Julian came into the bedroom an hour later. Grace had been trying to get to sleep but she couldn’t; too much was going around in her head. Julian took his shirt off and threw it on the armchair. His belly was round and slack, hanging over the edge of his waistband.
‘I heard you talking about the auction.’
‘Really? Learn anything?’ he said without looking at her, his voice bored.
‘Actually I did. You’re rigging it.’
He didn’t even deny it. ‘Get off your fucking high horse, will you,’ he said. ‘Since when have you been all art is for the people? You seem pretty happy to live off the proceeds.’
She gaped at him, stung. ‘What’s that supposed to mean?’
‘You know exactly what I mean,’ he said. ‘I know you like pissing about taking your little black and white photos of slum kids, but two hundred and fifty quid a day jobs don’t buy houses like Toddington.’

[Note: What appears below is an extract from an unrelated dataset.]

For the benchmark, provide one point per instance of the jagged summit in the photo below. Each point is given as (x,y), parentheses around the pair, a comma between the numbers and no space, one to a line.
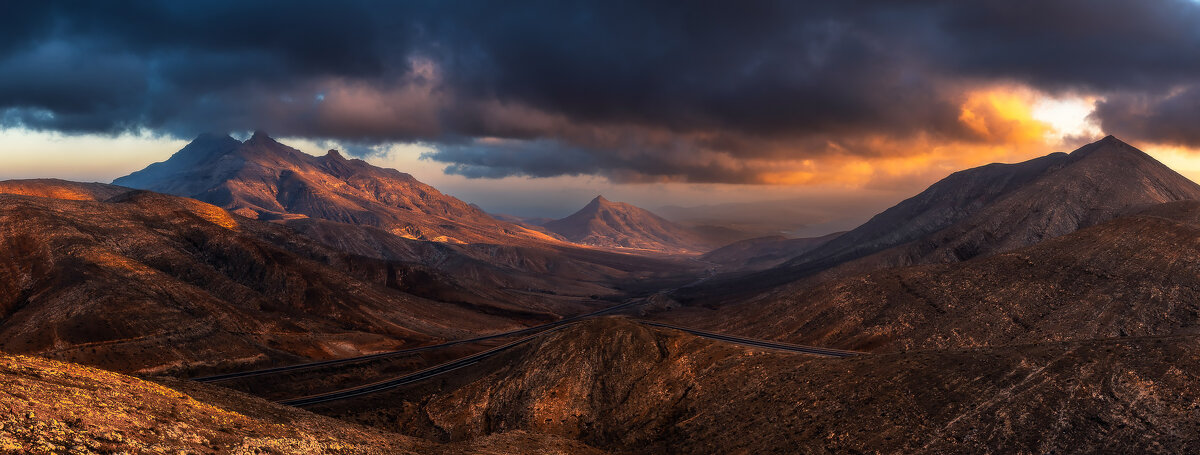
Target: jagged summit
(607,223)
(265,179)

‘Well I’m sorry that it’s not all about the money for me, Julian,’ she replied. ‘I’d rather people wanted to look at my little black and white photos because they were interesting, not just because some self-interested collector decided they were valuable.’
‘I didn’t see much of this gritty integrity when you were swanning about hob-nobbing at Cannes.’
Cannes again. Every time they argued he brought up Cannes. She had taken her documentary to the film festival and it had been a roaring success. There was even talk of a possible Oscar nomination for El Tumba in the factual film category. And yet Julian had used this success against her like a weapon and his mood had been on a hair trigger ever since. She couldn’t swallow it any longer.
‘Why don’t you just admit you’re jealous of my success, Julian?’ she said. ‘You’re happy when I’m buttering sandwiches and making small talk with your collectors, but as soon as I step out of your shadow, you become a child.’
‘Jealous?’ he sneered.
‘Yes, jealous.’
He snorted and started to pull his shirt back on.
‘Where are you going?’
‘Out,’ he said.
‘Julian, it’s nearly midnight.’
‘So?’
‘Well where are you going?’
‘Dunno,’ he said, shrugging his shoulders defiantly. ‘Anywhere where I don’t have to listen to this sanctimonious shit.’
And as the door slammed shut and she heard his footsteps fade away on the cobbles outside, Grace wondered how a person like her – a person who had so much love in her heart – had ended up with a man she was beginning to despise. And then she began to cry.